Le devenir des mises en scène d’opéra est toujours des plus mystérieux. Ainsi, la Carmen du metteur en scène espagnol Calixto Bieito, créée en 1999 au Festival de Peralada à grand fracas, continue de diviser. Elle s’est pourtant avec le temps muée en un incontournable des grandes scènes internationales, de Vienne à Venise, en passant par Barcelone. Ce soir, c’est ainsi déjà à la 47e reprise de cette production que l’on assiste à l’Opéra de Paris depuis 2017. Pour cette nouvelle série, l’Opéra national de Paris a particulièrement soigné la distribution vocale : débuts scéniques de Michael Spyres en Don José (après une incarnation remarquée en version de concert en 2017 au TCE), et premiers pas en France de Gaëlle Arquez dans le rôle-titre, après plusieurs prestations à l’étranger.
Mise en scène tranchante et desespérée
La vision de Calixto Bieito du chef-d’œuvre de Bizet a été maintes fois commentée sur notre site. Cette transposition dans l’Espagne franquiste des années 70 est très marquante visuellement : éclairages lugubres, atmosphère proche du sordide, images spectaculaires à l’instar du gigantesque taureau qui s’écroulera sur le sol avant le début du 4e acte. La scénographie a le mérite d’utiliser parfaitement l’immense espace de l’Opéra Bastille, que ce soit en le remplissant ou en le mettant à nu comme lors du très réussi dernier acte où c’est une arène tracée à la craie qui fait office de décor à la confrontation finale entre Carmen et Don José. Au-delà du chic et du choc, la mise en scène de Bieito s’avère au final relativement classique, avec une direction d’acteurs très resserrée. Si son caractère excessif et quelque peu réducteur – Carmen n’est pas que drame et violence – peut agacer, elle s’avère en tout cas très lisible.

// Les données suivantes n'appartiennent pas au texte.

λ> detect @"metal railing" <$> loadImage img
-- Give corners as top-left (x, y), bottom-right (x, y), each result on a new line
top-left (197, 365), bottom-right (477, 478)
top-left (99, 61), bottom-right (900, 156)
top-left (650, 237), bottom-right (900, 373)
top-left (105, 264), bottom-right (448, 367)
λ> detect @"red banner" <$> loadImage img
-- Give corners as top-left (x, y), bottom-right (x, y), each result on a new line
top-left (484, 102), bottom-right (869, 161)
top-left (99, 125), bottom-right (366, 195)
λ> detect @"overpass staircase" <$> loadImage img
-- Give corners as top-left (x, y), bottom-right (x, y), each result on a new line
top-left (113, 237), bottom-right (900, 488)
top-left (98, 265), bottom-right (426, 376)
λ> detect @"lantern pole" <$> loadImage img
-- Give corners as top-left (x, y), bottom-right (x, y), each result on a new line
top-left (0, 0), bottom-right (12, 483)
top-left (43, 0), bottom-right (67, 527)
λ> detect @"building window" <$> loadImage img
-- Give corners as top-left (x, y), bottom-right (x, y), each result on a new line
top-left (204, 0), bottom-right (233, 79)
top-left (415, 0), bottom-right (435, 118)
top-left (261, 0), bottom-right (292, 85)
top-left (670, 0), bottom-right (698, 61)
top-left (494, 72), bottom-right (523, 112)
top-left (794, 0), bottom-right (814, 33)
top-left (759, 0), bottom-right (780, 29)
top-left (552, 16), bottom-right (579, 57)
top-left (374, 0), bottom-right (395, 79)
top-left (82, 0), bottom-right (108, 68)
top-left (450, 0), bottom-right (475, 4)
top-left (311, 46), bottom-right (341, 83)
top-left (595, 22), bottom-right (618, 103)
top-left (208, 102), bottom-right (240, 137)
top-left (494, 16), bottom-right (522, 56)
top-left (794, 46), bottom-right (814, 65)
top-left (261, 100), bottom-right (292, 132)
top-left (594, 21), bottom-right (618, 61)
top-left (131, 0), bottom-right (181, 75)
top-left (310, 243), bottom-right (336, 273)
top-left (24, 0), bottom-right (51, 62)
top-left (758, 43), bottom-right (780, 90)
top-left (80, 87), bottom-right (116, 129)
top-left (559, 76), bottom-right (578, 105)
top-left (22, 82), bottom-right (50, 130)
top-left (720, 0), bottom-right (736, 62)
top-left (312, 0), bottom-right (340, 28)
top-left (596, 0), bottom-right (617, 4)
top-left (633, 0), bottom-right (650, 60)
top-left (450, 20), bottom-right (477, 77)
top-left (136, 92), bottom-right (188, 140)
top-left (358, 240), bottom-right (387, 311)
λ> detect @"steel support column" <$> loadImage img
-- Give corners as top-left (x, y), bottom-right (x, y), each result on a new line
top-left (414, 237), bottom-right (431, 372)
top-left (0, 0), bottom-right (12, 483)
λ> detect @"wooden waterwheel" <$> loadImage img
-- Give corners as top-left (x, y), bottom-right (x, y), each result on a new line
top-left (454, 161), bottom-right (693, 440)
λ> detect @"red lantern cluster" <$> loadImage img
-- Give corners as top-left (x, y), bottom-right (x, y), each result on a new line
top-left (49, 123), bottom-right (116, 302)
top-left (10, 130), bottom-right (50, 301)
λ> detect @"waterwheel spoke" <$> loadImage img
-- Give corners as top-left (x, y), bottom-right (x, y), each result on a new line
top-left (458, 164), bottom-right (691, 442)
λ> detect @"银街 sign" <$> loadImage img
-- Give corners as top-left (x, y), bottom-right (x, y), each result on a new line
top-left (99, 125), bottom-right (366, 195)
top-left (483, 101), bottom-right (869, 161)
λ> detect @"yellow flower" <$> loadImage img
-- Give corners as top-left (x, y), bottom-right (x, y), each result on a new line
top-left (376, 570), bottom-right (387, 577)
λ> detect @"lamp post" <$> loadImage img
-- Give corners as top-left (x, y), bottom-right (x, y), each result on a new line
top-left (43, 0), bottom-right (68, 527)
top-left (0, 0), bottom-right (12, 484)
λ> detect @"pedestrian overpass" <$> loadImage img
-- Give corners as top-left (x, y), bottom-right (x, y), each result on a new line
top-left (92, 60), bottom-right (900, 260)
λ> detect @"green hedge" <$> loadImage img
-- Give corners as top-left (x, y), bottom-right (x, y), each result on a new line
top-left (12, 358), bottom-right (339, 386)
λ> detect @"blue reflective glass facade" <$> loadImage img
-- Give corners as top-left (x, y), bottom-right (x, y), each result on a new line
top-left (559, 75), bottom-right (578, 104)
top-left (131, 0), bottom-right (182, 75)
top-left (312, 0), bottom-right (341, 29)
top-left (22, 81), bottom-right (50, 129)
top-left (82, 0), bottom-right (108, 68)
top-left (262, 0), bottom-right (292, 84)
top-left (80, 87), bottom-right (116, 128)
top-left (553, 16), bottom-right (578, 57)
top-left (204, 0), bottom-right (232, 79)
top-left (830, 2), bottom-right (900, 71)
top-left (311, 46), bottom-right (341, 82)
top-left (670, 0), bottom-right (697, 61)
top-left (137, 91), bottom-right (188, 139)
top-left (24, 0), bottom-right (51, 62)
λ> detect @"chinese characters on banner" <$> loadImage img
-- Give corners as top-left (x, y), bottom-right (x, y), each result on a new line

On gage que toute personne découvrant ce soir Carmen pour la première fois n’aura rien perdu du sens ni de l’intrigue ; on ne saurait en dire autant de toutes les mises en scène contemporaines.
© Guergana Damianova / ONP
Gaëlle Arquez, une Carmen de tragédie lyrique
Parfaitement à l’aise dans la tessiture du rôle-titre, Gaëlle Arquez est une Carmen au phrasé délicat et tout en finesse. Grâce sa formation de danseuse, la mezzo française affiche une grande aisance scénique. La Habanera comme « Près des remparts de Séville » coulent de source et l’on voit ensuite une Gaëlle Arquez sauter de voiture en voiture avec une belle insolence. De son expérience dans la tragédie lyrique baroque, la chanteuse apporte élégance et précision dans la déclamation, conférant une densité toute particulière à certains passages à l’instar du superbe « Je ne suis pas femme à trembler » du 3e acte. Gaëlle Arquez n’est finalement poussée dans ses derniers retranchements qu’à la toute fin de l’opéra, où, dans l’immense vaisseau de l’Opéra Bastille, son affrontement avec Don José manque quelque peu de puissance et de dramatisme.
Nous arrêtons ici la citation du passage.